On December 6, addressing the Second Annual Police Assisted Addiction and Recovery Initiative National Law Enforcement Summit in Boston, U.S. Surgeon General Jerome Adams called for a new approach to the nation’s drug policy, including rescheduling marijuana so that it may be more easily researched.

“Our scheduling system is functioning, but not as ideally as it could. We have to continue to evolve,” said the federal government’s head doctor. “Just as we need to look at criminal justice laws, rules and regulations, we need to look at health laws, rules and regulations, and that includes the scheduling system.” Regarding marijuana in particular, Adams said: “I’ll take it somewhere else…one of the concerns that I have with marijuana is the difficulty that the folks have to do research on it, because of the scheduling system.”

This statement, and the lack of notice or controversy that has arisen from it, represents a remarkable change. While previous surgeons general have said that marijuana could be researched more or that it may have medical benefit, Adams’ statement, which has not been contradicted by the president or another administration official, indicates that rescheduling marijuana at the federal level is no longer a political impossibility.

The CSA Schedule

Until 1970, there was no one law classifying all the drugs that the federal government considered illegal or so dangerous as to be subject to criminal law. With passage of the Controlled Substance Act (CSA), the government created a classification system (or list or schedule) for these drugs. There are five schedules, with Schedule 1 being the most restrictive. As a Schedule 1 drug, marijuana is classified as having “no currently accepted medical use and a high potential for abuse.” It shares this classification with heroin, LSD, ecstasy, and peyote.

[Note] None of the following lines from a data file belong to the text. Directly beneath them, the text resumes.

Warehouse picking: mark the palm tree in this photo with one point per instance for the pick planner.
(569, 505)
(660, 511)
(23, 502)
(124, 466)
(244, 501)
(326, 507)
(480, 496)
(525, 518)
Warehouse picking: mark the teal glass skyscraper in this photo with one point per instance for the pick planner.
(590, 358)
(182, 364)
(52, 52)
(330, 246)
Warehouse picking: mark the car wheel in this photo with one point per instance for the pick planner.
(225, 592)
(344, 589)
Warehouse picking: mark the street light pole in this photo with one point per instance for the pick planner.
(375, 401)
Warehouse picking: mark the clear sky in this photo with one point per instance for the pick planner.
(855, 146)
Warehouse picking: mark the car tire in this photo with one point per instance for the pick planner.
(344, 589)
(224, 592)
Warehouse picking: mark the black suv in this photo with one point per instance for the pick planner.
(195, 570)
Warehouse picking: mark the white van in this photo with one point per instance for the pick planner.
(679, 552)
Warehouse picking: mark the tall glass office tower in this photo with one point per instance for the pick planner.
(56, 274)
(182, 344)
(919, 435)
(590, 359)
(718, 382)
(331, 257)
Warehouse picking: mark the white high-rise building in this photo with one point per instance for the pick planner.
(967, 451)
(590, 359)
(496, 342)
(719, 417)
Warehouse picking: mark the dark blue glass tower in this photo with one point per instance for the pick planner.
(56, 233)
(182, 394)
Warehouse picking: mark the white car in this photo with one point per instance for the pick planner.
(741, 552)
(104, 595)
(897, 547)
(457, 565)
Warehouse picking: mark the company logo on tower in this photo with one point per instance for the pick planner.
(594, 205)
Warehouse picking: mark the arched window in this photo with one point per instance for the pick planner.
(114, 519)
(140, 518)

Schedule 2 drugs are classified as having great potential for abuse and dependence. These include Vicodin, Demerol, OxyContin, fentanyl, Adderall, Ritalin, methamphetamine, morphine, and cocaine. Ketamine is a Schedule 3 drug, and Xanax Schedule 4.

While it may seem absurd to classify meth, fentanyl, opioids, and cocaine as having less potential for abuse than marijuana, that has been the federal government’s position since 1970. Court challenges to this classification, which began soon after it was enacted, were met with stonewalling, including refusals to follow court orders to support the scheduling system with research (which is required under the CSA) and to reschedule marijuana as a result of research. As late as 1996, for example, General Barry McCaffrey, then the federal drug policy director, opposed medical legalization in California, saying: “There is not a shred of evidence that shows that smoked marijuana is useful or needed” and that medical legalization posed “a serious threat to the effectiveness of drug enforcement and prevention.” In 2016, while Barack Obama was president, the head of the DEA claimed that the classification of marijuana as a Schedule 1 drug was based on science and that its use was neither safe nor effective treatment for any medical condition.

While President Donald Trump has made offhand remarks favoring a relaxation of federal law regarding marijuana, his former attorney general, Jeff Sessions, was opposed to rescheduling marijuana. In addition, the Trump administration was found to be employing a secret task force, the Marijuana Policy Coordination Committee, whose mission was to find the “negative trends” of state legalization and the “threats” that legalization posed to the country. The Trump administration thus cannot be classified as being unequivocal on the topic of rescheduling marijuana. Nevertheless, the surgeon general’s remarks, and the lack of their subsequent contradiction by his superiors in the Trump administration, are remarkable and promising.